I always start with ‘why.’
If you’re a business owner, why did you start? What impact do you want to have?
If you're a nonprofit, why did you choose your mission?
What belief system are you trying to change?
Take as long as you need to discover and define your why because it’s the foundation upon which everything rests.
Next, what do you want to be known for?
This isn’t your elevator pitch or mission statement. This is the feeling people get when they hear your name or how they describe you to friends.
For me, I hope it’s: “Mary Knox exudes warmth and strength. She’s a friend who knows her stuff and wants to share all of it so others can make a positive impact on the world.” And the ‘stuff’ is visual storytelling - arguably the most important communication currency right now.
If you want to take it a step further, list your brand pillars - 4 to 5 categories of content you'll circulate between. Select categories related to your treasured skills, as well as unique personality. Embrace what makes you, 'you!'
Again, take your time. Turn off the computer and write on scraps of paper. Sit with your list for a few days and come back to it. The simpler you can make it the better, because what comes next is so much easier if you do.

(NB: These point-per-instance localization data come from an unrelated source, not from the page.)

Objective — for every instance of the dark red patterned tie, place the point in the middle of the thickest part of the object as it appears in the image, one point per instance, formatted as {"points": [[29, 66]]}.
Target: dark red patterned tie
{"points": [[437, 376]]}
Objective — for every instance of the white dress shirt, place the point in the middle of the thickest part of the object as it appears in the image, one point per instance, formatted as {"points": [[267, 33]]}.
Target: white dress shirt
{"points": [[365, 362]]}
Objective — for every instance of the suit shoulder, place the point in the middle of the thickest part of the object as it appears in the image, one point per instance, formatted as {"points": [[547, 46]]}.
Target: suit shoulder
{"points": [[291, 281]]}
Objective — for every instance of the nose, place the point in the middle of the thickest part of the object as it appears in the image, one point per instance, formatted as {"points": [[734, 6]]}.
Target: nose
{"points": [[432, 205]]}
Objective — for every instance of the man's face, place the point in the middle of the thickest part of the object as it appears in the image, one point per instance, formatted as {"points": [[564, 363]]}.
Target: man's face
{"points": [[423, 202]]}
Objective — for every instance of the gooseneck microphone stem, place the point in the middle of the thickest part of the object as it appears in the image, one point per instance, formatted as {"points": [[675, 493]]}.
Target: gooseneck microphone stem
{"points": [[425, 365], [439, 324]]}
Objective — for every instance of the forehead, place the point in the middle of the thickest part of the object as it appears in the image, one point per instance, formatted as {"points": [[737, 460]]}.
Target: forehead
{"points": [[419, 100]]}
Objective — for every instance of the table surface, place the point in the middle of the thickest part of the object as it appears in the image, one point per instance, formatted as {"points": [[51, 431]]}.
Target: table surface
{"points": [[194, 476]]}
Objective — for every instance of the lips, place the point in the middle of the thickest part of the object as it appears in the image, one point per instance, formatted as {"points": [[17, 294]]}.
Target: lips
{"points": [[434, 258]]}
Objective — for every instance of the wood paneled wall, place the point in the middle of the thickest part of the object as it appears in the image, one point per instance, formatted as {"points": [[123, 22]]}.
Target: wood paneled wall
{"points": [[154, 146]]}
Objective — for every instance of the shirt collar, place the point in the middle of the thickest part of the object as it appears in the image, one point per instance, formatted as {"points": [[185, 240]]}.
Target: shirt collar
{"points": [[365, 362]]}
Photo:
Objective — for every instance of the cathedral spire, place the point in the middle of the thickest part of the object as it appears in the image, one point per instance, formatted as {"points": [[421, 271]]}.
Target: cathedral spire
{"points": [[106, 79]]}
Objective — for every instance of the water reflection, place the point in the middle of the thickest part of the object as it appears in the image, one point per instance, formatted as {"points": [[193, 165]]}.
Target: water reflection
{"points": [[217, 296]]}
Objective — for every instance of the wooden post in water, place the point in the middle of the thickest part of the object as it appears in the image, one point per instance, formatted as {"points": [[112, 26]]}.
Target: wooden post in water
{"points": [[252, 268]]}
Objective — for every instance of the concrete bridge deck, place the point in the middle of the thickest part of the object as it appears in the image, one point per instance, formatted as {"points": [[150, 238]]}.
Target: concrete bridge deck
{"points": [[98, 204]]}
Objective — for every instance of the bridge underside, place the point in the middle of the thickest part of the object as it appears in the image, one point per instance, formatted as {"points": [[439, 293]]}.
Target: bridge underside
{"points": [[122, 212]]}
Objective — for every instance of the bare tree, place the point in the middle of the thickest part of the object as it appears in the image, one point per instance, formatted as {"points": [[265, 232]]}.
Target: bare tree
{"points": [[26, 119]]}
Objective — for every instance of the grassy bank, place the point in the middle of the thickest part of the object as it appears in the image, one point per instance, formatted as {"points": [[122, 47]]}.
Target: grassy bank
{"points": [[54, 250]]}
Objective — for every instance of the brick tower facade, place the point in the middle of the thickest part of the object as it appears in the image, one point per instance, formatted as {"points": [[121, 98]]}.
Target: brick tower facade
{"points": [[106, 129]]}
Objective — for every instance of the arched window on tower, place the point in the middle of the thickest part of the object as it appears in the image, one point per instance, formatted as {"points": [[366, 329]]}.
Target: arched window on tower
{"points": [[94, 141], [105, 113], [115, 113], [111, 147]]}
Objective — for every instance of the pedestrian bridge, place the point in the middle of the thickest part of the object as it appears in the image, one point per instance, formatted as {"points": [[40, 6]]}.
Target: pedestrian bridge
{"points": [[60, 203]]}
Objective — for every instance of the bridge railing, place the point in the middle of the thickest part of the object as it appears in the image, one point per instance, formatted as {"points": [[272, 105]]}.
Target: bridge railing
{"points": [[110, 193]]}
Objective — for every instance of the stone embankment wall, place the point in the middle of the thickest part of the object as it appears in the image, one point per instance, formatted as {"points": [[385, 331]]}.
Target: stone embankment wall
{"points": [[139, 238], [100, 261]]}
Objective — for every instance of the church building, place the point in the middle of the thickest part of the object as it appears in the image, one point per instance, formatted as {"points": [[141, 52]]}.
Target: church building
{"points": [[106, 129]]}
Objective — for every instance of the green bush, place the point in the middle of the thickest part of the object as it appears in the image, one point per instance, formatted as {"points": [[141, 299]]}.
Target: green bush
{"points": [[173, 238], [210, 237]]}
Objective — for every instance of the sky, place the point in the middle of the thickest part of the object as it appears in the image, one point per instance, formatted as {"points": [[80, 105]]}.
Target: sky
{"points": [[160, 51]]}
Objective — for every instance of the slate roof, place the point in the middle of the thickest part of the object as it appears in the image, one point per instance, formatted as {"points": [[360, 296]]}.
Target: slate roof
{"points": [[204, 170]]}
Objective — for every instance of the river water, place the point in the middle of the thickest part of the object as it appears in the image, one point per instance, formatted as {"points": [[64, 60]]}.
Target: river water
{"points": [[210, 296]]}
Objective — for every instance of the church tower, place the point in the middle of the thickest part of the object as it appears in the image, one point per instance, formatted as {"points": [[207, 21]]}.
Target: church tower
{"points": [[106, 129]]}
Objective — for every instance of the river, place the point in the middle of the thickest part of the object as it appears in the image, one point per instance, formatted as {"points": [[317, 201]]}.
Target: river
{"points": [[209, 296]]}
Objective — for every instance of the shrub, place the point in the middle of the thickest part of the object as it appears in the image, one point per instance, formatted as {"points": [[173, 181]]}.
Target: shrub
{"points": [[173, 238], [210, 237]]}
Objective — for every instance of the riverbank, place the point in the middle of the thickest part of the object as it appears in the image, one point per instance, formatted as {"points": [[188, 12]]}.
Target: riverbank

Choose photos for all your to-dos
Website, social media, email. It’s enough to make your head spin, right?
But you’ve got this because you’ve defined your why. You know what you want to be known for. Now it’s time to create.
Step 1: Map out your content calendar for the month, selecting topics from each of your pillars.
Step 2: Start writing. Yep, you heard me - still not time for pictures. What message is at the core of your post?
Step 3 [Critical!]: Pause. What feeling do you want the viewer to experience when they interact with your message. Joyful? Inspired?
Step 4: Based on that feeling, take or select a photo that matches. My favorite stock photography resources: Unsplash (free!), Canva (plenty for free!), Shutterstock.
Think of the photo as a natural extension, a visual representation of the feeling you want your viewer to have when they read or watch your content.
Whether you’re choosing photos for personal stories or to spotlight and elevate deserving individuals and organizations, it’s all about feelings. We’re often stuck in our heads, focused on what to say. Turns out it’s all about how you say it.
Am I making any sense? I hope so!
Time for nuts + bolts within the frame
#1 Rule of Thirds - If you can, choose an image that follows the rule of thirds. The composition should divide into thirds vertically and horizontally, with the subject at an intersection. In other words, the eye should be drawn to the left or right of the frame, not the middle.
Here's what I mean:
#2 Multiple Perspectives - When selecting multiple photos, gather a collection of tight, medium and wide points-of-view. For example, pair a close-up (tight) detail of hands with a broad sweeping vista (wide) of that same person in their environment. The combination of perspectives helps tell a story.
#3 Surprising Angles - Get down low or up high and show a perspective someone wouldn't otherwise see from their vantage point. Great way to establish environment and keep the viewer engaged.
A picture really is worth a 1,000 words. What 1,000 words do you want to be known for?